If activePoint is (D, a, 11) at the start of an extension, then while walk down, below is the sequence of changes in activePoint:
(D, a, 10) --- >>> (E, d, 7) --- >>> (F, f, 5) --- >> (G, j, 1)
All above activePoints refer to same point ‘k’.
If activePoints are (A, s, 3), (A, t, 5), (B, w, 1), (D, a, 2) etc when no internal node comes in the way while walk down, then there will be no change in activePoint for APCFWD.
The idea is that, at any time, the closest internal node from the point, where we want to reach, should be the activePoint. Why? This will minimize the length of traversal in the next extension.

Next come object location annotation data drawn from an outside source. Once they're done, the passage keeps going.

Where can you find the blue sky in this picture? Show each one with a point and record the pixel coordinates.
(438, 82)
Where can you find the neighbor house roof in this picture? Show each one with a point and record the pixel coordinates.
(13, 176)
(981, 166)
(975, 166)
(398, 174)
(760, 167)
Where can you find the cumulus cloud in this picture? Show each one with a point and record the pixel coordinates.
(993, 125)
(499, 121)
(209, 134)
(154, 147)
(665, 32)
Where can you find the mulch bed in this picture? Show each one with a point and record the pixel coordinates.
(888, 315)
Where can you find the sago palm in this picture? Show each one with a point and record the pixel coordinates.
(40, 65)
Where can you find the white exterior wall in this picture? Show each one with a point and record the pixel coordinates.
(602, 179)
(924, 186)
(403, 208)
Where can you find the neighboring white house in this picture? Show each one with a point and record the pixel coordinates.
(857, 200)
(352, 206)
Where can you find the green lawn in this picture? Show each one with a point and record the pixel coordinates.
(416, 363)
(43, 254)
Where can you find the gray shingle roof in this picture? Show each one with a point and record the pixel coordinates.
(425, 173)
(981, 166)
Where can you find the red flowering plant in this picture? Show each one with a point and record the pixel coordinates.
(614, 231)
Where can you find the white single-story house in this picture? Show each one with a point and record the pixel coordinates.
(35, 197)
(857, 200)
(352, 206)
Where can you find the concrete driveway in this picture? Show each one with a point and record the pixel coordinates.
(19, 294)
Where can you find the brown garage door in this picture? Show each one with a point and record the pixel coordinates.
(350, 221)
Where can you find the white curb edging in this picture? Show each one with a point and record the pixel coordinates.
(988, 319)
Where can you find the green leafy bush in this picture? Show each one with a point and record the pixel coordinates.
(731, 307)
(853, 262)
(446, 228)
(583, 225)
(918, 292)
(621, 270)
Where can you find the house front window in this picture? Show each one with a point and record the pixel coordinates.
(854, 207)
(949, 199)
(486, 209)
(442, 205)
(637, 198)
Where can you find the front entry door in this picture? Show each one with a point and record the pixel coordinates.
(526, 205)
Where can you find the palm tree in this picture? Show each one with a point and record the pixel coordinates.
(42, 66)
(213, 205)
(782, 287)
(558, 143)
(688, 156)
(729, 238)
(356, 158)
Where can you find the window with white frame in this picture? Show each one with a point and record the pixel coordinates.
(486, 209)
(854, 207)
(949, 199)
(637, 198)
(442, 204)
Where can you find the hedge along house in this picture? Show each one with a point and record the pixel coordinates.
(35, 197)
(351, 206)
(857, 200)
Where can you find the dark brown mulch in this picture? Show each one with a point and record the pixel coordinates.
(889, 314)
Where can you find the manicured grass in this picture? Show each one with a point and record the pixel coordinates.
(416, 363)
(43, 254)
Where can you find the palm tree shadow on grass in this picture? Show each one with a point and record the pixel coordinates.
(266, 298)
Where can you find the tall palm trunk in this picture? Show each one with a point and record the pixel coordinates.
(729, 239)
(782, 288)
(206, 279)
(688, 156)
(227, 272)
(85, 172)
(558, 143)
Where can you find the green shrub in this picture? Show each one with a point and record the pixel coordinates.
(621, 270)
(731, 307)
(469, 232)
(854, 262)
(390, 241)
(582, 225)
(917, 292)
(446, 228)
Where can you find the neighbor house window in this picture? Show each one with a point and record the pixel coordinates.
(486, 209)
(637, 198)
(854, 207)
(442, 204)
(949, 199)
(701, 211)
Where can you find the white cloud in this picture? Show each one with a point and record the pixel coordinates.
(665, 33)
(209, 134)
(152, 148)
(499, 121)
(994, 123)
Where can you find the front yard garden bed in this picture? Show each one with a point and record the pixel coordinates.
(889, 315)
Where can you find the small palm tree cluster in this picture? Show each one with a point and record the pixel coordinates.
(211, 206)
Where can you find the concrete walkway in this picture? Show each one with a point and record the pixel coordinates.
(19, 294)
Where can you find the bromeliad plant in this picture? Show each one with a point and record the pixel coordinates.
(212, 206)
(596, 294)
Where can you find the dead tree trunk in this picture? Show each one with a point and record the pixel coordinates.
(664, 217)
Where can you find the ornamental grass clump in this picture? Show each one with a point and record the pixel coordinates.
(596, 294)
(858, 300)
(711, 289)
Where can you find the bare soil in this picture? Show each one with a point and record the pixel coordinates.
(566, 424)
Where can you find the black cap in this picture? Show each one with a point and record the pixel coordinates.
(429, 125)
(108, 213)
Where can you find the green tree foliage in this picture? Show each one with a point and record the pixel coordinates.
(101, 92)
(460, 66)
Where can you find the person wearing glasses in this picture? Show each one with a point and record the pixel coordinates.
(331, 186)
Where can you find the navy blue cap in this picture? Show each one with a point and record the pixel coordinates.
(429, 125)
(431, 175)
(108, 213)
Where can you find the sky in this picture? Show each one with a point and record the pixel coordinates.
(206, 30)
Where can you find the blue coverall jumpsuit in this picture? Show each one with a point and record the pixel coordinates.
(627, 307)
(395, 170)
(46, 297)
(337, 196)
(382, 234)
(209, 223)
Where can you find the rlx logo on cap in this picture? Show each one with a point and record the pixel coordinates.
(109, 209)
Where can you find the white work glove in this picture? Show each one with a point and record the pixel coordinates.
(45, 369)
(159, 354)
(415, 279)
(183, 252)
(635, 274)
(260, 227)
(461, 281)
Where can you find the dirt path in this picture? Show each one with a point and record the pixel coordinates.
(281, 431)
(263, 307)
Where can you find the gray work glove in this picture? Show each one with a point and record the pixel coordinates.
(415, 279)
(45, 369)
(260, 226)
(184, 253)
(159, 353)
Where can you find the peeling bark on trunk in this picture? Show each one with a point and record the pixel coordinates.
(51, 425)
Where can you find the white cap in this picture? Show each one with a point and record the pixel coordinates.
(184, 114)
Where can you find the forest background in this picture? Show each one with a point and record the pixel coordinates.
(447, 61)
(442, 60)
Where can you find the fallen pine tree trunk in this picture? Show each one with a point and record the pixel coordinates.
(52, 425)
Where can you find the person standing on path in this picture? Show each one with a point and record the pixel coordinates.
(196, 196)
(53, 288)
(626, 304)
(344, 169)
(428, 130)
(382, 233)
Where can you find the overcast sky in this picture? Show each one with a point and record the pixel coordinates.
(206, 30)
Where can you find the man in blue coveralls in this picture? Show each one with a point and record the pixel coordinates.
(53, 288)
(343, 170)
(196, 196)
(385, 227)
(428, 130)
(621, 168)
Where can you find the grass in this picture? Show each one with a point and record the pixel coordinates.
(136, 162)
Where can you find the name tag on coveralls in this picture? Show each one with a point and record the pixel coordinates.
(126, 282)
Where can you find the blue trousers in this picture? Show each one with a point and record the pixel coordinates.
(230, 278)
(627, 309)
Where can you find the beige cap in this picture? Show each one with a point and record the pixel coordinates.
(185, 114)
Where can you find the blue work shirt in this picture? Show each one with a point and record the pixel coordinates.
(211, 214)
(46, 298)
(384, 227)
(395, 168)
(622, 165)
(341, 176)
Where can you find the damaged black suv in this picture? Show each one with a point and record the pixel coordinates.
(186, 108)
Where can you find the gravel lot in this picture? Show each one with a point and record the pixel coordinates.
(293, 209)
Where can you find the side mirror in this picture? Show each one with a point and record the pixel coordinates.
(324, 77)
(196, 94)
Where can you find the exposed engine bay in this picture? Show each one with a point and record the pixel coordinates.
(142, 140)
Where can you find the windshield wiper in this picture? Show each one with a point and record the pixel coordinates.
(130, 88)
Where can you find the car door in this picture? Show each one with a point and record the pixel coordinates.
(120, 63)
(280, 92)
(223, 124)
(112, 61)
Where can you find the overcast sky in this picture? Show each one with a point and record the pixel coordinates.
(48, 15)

activePoint change for Active Length ZERO (APCFALZ): Let’s consider an activePoint (A, s, 0) in the above activePoint example figure. And let’s say current character being processed from string S is ‘x’ (or any other character). At the start of extension, when activeLength is ZERO, activeEdge is set to the current character being processed, i.e. ‘x’, because there is no walk down needed here (as activeLength is ZERO) and so next character we look for is current character being processed. - While code implementation, we will loop through all the characters of string S one by one. Each loop for ith character will do processing for phase i. Loop will run one or more time depending on how many extensions are left to be performed (Please note that in a phase i+1, we don’t really have to perform all i+1 extensions explicitly, as trick 3 will take care of j extensions for all j leaf edges coming from previous phase i). We will use a variable remainingSuffixCount, to track how many extensions are yet to be performed explicitly in any phase (after trick 3 is performed). Also, at the end of any phase, if remainingSuffixCount is ZERO, this tells that all suffixes supposed to be added in tree, are added explicitly and present in tree. If remainingSuffixCount is non-zero at the end of any phase, that tells that suffixes of that many count are not added in tree explicitly (because of rule 3, we stopped early), but they are in tree implicitly though (Such trees are called implicit suffix tree). These implicit suffixes will be added explicitly in subsequent phases when a unique character comes in the way.